Bisbilles entre oulémas !
L’activité musicale au Cercle est assez intense, signale El Okbi, avec les orchestres andalous des associations El Moutribia (La Mélodieuse), créée vers 1911, et El Andaloussia (L’Andalouse), née en 1929, qui, à plusieurs reprises, donnent des concerts dans la grande salle.
Le grand ténor et homme de théâtre Mahieddine Bachtarzi (1897-1986), s’y retrouve avec ses musiciens de toutes confessions. «Cette relation des oulémas d’Alger avec les associations artistiques a duré bien après les années trente ; par exemple, le groupe de Bachtarzi a offert les revenus de la pièce théâtrale Khaled el chahir jouée au Majestic en 1947 et aussi la pièce théâtrale Fi sabil ech-charaf pour la construction de la première mosquée libre dans la ville d’Alger, nommée Chakib Arslan à Saint-Eugène (Bologhine actuellement)», détaille Afaf Zekkour, docteur en histoire contemporaine à l’université Hassiba Benbouali, de Chlef. (voir entretien).
De la musique andalouse, du théâtre, des activités caritatives, le cercle sera le refuge des Algériens, qui voient la France coloniale célébrer avec grand faste le «centenaire» de sa présence dans le pays (1930).
Ces associations «indigènes» y trouvent un lieu d’activités, à l’instar du «Mouloudia Club d’Alger» (MCA), dont le président, Si Mahmoud Ben Siam, et le vice-président, Si Tahar Ali Chérif, privilégient cet endroit pour lancer des activités en direction de la jeunesse du vieux quartier arabe tout proche, La Casbah. Le Cercle connaîtra à la faveur de la Guerre de Libération une autre histoire.
C’est dans ses locaux que l’écrivain Albert Camus lancera son appel à une trêve civile le 22 janvier 1956. Protégé par des militants du FLN, avec la complicité de Amar Ouzegane, Mhamed Lebdjaoui, l’écrivain prononce son discours pour tenter, espérait-il, de réconcilier entre les communautés européennes et musulmanes, autour de l’initiative pacifiste des libéraux d’Algérie, comme le précisent Christian Phéline et Agnès Spiquel dans des essais sur l’auteur de L’Etranger (Charles Poncet, Camus, L’impossible trêve civile, Gallimard).
Y était présent dans la salle le vieux alim, El Okbi, reconnaissant à l’auteur de la Chute qui prendra sa défense dans les colonnes d’Alger Républicain, après sa détention dans l’affaire du mufti Kahoul.

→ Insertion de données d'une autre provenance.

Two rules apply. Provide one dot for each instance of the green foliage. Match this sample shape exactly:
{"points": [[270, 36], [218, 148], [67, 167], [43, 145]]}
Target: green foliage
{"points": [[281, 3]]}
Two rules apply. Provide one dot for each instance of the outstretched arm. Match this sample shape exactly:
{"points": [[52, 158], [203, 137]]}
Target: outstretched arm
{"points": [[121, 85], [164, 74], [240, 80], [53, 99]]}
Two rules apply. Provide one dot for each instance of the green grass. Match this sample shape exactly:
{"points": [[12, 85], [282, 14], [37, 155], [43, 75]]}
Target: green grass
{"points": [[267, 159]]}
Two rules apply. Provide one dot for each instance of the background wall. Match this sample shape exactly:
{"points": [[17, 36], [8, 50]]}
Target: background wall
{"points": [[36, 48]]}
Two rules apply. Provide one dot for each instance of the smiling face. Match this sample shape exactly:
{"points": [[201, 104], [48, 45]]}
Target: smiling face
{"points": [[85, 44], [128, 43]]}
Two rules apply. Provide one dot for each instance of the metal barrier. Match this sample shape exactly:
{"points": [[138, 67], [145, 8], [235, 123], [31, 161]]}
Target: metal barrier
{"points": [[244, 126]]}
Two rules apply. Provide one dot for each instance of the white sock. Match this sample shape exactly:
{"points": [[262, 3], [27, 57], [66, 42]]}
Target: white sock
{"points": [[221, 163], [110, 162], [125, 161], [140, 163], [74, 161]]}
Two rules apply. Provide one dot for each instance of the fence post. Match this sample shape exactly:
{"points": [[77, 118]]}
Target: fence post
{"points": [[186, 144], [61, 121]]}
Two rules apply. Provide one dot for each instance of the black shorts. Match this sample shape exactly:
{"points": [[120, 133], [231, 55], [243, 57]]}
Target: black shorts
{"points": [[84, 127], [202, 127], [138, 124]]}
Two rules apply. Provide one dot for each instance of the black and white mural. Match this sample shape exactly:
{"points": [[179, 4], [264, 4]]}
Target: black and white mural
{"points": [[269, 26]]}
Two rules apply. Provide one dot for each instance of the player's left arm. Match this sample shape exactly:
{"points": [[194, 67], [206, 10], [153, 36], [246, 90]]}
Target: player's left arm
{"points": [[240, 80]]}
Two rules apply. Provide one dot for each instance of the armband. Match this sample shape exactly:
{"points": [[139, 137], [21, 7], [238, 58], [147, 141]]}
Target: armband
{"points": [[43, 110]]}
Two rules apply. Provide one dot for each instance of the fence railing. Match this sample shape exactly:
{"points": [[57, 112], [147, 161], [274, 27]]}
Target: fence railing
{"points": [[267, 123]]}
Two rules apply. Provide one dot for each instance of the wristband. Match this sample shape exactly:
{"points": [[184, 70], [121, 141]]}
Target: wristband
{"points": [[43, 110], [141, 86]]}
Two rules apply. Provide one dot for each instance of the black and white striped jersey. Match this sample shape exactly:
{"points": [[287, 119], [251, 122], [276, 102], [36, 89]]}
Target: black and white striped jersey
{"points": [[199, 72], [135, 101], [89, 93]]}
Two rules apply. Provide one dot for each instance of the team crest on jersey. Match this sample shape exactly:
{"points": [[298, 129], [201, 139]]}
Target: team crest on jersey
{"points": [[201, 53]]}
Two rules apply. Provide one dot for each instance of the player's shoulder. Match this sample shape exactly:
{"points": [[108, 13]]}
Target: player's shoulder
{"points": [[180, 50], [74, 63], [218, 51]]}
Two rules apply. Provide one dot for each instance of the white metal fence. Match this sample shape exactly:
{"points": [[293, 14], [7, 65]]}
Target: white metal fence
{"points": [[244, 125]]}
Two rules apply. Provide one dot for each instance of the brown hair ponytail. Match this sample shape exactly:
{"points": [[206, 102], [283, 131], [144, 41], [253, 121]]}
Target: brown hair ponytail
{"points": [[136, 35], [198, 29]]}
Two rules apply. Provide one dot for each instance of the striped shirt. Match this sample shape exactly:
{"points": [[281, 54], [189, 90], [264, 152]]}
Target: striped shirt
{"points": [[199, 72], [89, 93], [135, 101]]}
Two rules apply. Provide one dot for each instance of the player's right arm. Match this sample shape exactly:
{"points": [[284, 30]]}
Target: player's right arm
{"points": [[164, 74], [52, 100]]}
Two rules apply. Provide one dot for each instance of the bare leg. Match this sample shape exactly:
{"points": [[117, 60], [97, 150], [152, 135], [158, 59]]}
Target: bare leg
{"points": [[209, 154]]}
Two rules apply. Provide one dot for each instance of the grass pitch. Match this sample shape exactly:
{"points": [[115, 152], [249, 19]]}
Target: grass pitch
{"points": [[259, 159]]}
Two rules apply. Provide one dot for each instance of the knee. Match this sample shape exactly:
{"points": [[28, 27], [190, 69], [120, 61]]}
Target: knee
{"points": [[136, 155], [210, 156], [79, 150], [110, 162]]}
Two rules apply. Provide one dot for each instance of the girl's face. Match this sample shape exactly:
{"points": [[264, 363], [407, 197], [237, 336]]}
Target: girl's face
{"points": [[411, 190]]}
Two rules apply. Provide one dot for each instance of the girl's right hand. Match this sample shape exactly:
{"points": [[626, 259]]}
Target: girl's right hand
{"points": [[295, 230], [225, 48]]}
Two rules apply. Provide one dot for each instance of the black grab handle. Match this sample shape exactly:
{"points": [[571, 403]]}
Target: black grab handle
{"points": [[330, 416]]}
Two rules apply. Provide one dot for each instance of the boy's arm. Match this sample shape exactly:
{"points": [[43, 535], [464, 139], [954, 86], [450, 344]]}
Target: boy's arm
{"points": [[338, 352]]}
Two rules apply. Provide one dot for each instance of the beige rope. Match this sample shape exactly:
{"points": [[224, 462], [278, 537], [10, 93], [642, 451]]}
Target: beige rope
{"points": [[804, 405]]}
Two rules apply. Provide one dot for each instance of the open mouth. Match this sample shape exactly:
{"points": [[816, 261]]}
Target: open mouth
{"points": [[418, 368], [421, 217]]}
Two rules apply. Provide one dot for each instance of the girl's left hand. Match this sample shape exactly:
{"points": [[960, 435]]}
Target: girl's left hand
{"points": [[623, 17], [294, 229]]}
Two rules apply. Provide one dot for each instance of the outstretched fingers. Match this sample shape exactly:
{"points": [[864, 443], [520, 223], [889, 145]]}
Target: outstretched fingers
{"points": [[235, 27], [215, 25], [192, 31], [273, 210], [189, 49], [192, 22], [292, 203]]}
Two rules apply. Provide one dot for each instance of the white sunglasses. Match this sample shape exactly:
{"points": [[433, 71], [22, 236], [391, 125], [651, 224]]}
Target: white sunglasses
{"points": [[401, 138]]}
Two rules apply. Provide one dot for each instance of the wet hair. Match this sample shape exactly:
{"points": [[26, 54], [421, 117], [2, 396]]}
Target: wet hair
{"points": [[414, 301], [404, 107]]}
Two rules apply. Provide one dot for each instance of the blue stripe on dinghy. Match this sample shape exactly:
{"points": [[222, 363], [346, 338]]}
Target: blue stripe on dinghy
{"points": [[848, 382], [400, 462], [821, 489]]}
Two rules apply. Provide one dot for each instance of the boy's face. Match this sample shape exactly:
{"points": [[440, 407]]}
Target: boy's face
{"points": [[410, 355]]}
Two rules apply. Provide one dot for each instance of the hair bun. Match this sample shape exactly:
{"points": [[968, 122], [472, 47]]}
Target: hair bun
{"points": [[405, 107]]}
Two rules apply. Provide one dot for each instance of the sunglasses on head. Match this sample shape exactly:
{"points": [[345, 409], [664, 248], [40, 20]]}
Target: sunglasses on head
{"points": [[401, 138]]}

Après cet épisode rocambolesque, le cercle connaîtra des soucis avec l’administration coloniale.
Le général Jacques Massu, chef du commandement militaire, fera occuper les lieux par sa soldatesque. Pour Nacim El Okbi, l’officier «prit de force possession des lieux et en expulsa l’association afin d’utiliser le local pour son ''action psychologique'' contre les Algériens en y établissant une ''œuvre féminine'' avec sa femme Suzanne Massu, et Lucienne, épouse du général Salan». «Le but réel était de soustraire cet important lieu à l’action de la communauté musulmane qui était à cette date majoritairement acquise au combat pour l’indépendance», soutient-il.
L’association, dont l’activité a baissé au lendemain de l’indépendance suite aux démêlés de son président Bachir Ibrahimi avec le président Ben Bella, délaissa les locaux du Nadi. Des bisbilles sont apparues beaucoup plus tard sur la gestion du lieu. L’actuel président, Abderrazak Guessoum, fera face à une contestation sur la propriété de l’endroit où sont organisées de très rares activités.
Dont l’une des dernières est la célébration en 2012 du 52e anniversaire de la mort (21 mai 1960 – 16 juin 2012) du grand orateur et islahiste Cheikh Tayeb El-Okbi.